Westerberg E, Monaghan D T, Cotman C W, Wieloch T
Neurosci Lett. 1987 Jan 14;73(2):119-24. doi: 10.1016/0304-3940(87)90004-8.
The excitatory amino acid glutamate has been suggested to be an important mediator of the selective CA1 hippocampal damage which follows transient cerebral ischemia. In order to evaluate the possible involvement of altered glutamate receptor regulation in the expression of the delayed neuronal necrosis following ischemia, we have determined the density of glutamate receptor subtypes in the rat hippocampus following transient ischemia. We report a transient reversible decrease in [3H]AMPA (alpha-amino-3-hydroxy-5-methyl-4-isoxazolepropionic acid) binding sites (presumably representing quisqualate receptors) followed by a long term loss of binding at 2 days postischemia which precedes neuronal loss.

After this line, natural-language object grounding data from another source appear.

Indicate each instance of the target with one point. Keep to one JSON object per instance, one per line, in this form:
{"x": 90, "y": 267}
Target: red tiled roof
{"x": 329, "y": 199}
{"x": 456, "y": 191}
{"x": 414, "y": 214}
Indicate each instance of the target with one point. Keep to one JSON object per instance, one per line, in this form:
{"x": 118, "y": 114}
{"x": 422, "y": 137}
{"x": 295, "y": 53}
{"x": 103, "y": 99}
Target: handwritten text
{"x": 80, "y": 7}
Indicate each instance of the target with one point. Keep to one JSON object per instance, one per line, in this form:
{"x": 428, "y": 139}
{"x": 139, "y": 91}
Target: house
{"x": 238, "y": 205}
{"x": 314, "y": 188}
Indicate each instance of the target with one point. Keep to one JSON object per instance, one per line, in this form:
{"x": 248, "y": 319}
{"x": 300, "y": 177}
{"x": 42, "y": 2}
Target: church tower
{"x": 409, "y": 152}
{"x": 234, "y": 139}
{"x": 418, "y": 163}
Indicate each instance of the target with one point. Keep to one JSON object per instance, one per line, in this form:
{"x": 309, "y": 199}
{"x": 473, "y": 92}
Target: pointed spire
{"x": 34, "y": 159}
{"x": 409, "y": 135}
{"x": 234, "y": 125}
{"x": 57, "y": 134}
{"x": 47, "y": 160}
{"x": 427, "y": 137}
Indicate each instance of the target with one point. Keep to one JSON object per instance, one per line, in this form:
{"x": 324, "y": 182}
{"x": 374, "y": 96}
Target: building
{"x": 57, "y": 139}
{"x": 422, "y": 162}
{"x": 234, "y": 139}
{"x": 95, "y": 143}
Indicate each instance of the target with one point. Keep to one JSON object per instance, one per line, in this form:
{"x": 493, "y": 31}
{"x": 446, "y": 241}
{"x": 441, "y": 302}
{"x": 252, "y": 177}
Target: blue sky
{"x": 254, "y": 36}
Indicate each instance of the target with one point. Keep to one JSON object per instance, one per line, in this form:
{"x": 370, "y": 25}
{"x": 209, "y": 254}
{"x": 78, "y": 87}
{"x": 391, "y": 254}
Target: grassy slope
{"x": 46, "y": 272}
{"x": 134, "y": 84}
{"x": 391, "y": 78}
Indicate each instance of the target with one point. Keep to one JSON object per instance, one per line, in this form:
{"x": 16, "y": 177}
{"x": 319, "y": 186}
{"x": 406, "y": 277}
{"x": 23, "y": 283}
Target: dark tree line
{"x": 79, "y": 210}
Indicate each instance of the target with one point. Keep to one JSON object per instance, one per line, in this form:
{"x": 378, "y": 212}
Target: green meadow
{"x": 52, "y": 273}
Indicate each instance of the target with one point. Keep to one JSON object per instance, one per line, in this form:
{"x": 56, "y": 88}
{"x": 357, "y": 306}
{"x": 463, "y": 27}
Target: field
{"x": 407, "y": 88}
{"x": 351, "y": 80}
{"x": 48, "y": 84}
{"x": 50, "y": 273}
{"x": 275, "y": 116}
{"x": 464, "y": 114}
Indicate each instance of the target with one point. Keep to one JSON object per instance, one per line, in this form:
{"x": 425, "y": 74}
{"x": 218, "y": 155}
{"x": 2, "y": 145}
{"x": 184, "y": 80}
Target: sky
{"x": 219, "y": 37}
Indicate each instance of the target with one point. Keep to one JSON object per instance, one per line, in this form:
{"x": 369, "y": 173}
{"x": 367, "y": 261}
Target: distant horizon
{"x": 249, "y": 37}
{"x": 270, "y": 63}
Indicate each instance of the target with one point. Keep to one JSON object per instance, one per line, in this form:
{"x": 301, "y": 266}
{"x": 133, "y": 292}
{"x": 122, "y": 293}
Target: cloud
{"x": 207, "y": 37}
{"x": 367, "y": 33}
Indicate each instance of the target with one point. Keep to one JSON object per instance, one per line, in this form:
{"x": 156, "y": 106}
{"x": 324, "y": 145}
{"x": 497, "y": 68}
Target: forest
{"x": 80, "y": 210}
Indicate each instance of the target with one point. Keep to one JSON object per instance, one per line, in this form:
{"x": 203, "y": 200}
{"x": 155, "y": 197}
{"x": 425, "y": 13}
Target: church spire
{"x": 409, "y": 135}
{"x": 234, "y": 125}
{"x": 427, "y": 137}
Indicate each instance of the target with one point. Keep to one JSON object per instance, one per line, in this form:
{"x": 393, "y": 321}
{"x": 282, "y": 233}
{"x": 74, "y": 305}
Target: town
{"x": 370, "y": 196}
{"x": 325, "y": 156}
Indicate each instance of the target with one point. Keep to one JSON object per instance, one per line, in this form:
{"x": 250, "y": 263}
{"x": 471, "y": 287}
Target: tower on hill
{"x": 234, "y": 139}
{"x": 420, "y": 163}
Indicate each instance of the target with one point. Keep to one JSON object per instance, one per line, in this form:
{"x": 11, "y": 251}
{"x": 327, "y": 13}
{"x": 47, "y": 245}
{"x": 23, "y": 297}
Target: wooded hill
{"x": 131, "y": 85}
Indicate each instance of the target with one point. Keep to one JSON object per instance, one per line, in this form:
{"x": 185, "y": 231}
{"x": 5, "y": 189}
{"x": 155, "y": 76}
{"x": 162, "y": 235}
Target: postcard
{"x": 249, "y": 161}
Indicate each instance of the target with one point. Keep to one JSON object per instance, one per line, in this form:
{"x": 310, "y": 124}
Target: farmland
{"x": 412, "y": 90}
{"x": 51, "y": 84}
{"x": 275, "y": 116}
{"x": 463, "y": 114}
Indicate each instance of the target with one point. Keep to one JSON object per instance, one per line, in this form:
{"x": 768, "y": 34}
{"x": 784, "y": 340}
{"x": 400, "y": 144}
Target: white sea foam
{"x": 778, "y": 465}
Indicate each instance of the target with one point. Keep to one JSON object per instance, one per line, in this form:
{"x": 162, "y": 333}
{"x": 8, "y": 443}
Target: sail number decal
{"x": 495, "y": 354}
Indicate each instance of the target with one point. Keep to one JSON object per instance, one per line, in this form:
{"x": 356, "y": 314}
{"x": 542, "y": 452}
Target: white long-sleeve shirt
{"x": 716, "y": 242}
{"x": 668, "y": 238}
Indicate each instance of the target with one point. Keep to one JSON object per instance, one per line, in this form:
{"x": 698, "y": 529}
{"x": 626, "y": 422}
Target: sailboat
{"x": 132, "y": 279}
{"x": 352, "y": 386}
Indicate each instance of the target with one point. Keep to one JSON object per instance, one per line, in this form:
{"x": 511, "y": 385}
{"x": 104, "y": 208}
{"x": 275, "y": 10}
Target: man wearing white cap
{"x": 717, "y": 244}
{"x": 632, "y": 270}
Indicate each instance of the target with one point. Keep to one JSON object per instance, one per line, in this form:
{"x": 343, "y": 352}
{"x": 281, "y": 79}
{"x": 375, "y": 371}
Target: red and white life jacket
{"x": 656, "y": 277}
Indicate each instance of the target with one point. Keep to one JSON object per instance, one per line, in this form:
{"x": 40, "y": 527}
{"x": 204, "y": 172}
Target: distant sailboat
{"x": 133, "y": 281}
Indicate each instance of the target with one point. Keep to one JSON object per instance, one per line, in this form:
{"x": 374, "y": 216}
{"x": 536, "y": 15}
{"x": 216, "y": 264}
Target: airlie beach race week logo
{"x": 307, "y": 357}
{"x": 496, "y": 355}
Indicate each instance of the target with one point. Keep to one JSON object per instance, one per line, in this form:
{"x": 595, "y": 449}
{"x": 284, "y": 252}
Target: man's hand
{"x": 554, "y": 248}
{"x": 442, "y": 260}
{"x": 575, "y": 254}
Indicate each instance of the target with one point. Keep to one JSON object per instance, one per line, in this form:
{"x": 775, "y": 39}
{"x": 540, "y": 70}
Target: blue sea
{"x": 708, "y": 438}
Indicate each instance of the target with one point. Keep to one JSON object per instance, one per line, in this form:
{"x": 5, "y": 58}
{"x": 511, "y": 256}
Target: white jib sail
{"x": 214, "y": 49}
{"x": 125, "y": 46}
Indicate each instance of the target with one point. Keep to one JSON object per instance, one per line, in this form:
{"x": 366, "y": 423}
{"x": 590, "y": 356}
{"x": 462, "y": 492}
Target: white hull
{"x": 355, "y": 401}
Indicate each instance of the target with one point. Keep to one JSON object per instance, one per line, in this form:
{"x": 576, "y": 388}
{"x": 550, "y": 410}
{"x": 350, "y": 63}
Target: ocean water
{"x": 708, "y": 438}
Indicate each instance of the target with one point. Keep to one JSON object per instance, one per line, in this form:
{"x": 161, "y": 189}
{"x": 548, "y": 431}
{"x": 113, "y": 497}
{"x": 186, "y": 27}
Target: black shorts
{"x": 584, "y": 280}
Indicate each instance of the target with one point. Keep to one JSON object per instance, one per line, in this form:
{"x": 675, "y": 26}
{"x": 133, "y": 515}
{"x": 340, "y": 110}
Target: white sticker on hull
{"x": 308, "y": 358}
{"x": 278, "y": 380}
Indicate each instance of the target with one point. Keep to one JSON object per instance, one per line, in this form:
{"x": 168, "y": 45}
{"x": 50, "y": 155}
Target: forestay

In contrast, no change was noted in the N-methyl-D-aspartate or kainic acid binding sites over this time period.
兴奋性氨基酸谷氨酸已被认为是短暂性脑缺血后海马CA1区选择性损伤的重要介质。为了评估谷氨酸受体调节改变在缺血后迟发性神经元坏死表达中的可能作用,我们测定了短暂性缺血后大鼠海马中谷氨酸受体亚型的密度。我们报告了[3H]AMPA(α-氨基-3-羟基-5-甲基-4-异恶唑丙酸)结合位点(可能代表quisqualate受体)的短暂可逆性降低,随后在缺血后2天出现结合的长期丧失,这发生在神经元丧失之前。相比之下,在此时间段内N-甲基-D-天冬氨酸或 kainic 酸结合位点没有变化。